The following acts provide for the rights of different hills tribes and for the development of the three districts of Chittagong Hill Tracts: 

-   the Rangamati Hill District Local Government Parishad Act of 1989

-   the Khagrachhari Hill District Local Government Parishad Act of 1989

-   the Bandarban Hill District Local Government Parishad Act of 1989 

The language, sections, and contents of these acts are identical. The acts were amended in 1998 (4).

Mesures politiques/mécanismes institutionnels favorisant ou freinant l’application des droits des femmes sur la terre

 In 2011, Bangladesh ranked 81 out of 83 non-OECD countries based on women’s access to land, credit, non-land property, and inheritance practices (30).

In 1997, the Government passed the Local Government Election Act, which reserves a quota of seats to women in union councils, to ensure women’s political participation at the grassroots level (17).

Under the 1987 Land Reforms Action Programme (LRAP), the Land Ministry Department set up the Coordination Council for Land Reform, which comprised staff from various non-governmental organizations (NGOs), keen on agrarian reform issues. NGOs also contributed in the implementation phase of the LRAP (14). However, in general, only 40 percent of the available land was distributed. The LRAP gradually lost its momentum due to the difficulty in identifying suitable public land, the lack of reliable maps, the large amount of corrupted land deeds and the low level of technical support and capacity (14).

The 1995-2010 Draft Participatory Perspective Plan has the goal of eliminating all forms of discrimination against women by empowering women and men as equal partners, in the access to all forms of productive activities and resources (22).

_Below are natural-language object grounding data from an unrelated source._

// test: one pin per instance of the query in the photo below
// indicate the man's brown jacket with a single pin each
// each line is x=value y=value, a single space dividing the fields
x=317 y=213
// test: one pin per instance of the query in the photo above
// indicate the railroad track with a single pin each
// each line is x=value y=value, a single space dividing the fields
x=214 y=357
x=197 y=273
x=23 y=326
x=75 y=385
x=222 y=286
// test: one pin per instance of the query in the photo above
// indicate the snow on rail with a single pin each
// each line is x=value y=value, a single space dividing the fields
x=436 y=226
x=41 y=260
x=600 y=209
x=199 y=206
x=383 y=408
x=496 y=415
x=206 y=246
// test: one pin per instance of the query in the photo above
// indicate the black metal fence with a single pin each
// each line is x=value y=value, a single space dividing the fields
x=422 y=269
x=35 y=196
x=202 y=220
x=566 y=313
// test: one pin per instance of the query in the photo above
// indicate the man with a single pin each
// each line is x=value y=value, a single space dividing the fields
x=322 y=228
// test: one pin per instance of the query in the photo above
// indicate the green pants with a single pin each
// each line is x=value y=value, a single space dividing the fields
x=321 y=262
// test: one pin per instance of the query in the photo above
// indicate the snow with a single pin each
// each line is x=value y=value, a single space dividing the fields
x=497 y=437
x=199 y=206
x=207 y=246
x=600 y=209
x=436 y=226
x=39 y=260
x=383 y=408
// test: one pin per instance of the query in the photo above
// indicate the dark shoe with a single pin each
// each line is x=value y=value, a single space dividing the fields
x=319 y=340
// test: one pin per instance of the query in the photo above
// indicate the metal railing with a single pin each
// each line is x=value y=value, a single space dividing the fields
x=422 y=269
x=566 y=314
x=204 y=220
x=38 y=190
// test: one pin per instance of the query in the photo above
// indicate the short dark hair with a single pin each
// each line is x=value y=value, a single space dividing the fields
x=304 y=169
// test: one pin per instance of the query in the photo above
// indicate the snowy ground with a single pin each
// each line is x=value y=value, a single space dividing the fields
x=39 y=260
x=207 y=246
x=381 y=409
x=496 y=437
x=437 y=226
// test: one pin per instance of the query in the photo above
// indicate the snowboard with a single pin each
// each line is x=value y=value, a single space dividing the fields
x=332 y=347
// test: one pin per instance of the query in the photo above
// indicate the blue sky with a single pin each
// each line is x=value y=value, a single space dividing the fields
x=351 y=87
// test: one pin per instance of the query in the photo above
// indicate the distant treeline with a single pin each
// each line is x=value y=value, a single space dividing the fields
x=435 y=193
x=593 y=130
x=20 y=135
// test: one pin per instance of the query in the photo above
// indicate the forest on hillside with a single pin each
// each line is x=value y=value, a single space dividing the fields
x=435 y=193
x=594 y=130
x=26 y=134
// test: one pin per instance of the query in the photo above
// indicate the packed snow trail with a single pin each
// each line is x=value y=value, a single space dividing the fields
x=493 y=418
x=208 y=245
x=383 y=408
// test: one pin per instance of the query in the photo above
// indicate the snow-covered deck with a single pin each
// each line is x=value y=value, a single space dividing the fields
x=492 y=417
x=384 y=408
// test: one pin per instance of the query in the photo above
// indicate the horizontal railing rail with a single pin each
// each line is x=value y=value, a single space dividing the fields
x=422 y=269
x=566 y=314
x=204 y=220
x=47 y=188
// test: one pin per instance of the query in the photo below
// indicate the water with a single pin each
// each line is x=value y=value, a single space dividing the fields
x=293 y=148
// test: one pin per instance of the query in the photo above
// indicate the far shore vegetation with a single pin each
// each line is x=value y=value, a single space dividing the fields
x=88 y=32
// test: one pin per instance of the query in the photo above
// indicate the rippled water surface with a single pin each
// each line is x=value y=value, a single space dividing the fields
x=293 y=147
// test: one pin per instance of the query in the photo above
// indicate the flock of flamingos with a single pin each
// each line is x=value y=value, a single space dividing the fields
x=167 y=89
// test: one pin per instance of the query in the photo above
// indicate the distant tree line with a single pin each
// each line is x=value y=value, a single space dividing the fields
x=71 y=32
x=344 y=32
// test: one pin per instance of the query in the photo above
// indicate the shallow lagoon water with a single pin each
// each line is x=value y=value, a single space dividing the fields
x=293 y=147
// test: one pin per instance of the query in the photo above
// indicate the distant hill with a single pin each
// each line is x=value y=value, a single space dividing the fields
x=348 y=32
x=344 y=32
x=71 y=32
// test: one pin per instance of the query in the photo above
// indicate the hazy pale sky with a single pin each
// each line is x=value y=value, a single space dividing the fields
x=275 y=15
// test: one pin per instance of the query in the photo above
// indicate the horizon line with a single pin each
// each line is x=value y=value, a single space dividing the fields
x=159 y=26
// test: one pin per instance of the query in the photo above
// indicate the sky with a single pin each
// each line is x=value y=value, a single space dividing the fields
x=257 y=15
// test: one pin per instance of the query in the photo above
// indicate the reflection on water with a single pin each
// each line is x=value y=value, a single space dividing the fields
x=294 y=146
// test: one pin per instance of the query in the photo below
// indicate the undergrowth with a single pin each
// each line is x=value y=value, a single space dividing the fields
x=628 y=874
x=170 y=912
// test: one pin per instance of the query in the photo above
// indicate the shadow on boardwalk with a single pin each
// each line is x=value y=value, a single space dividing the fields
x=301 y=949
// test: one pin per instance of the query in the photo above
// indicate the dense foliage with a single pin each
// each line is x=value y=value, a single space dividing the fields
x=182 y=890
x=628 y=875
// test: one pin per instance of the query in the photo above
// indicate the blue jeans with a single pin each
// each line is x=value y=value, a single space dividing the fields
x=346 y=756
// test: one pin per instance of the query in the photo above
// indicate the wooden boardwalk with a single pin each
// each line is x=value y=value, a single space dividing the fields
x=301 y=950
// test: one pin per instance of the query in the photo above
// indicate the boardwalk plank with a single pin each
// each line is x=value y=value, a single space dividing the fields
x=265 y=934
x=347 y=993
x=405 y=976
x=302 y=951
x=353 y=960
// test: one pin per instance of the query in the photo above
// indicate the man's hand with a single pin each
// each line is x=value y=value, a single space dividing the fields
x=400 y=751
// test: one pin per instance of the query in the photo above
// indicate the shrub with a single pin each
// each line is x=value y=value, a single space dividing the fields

The 1997-2002 Fifth Five Year Plan for rural development included  among its targets: the reduction of poverty in rural areas; the creation of  employment for the rural population; the development of rural infrastructures; the advancement of small and landless farmers. Most of these objectives were women-friendly and included the extension of credit facilities to them (17).

The Rural Development Policy, contained in the 1997-2002 Fifth Five Plan, aimed at  reducing the gender gap through the empowerment of the rural population, the provision of rural micro credit and capacity development activities targeted at women (17).

The 2007 National Agriculture Policy draft has the goal of providing rural women with capacity building programmes as well as access to agricultural inputs, credit training and information. However, the policy makes no reference to increasing women access to land (23).

The Bangladesh Rural Development Board Ordinance of 1982 instituted the Bangladesh Rural Development Board to promote the creation of cooperatives in rural areas and also help them in getting familiar with financial procedures designed to ensure cooperatives’ members with shares and savings (20).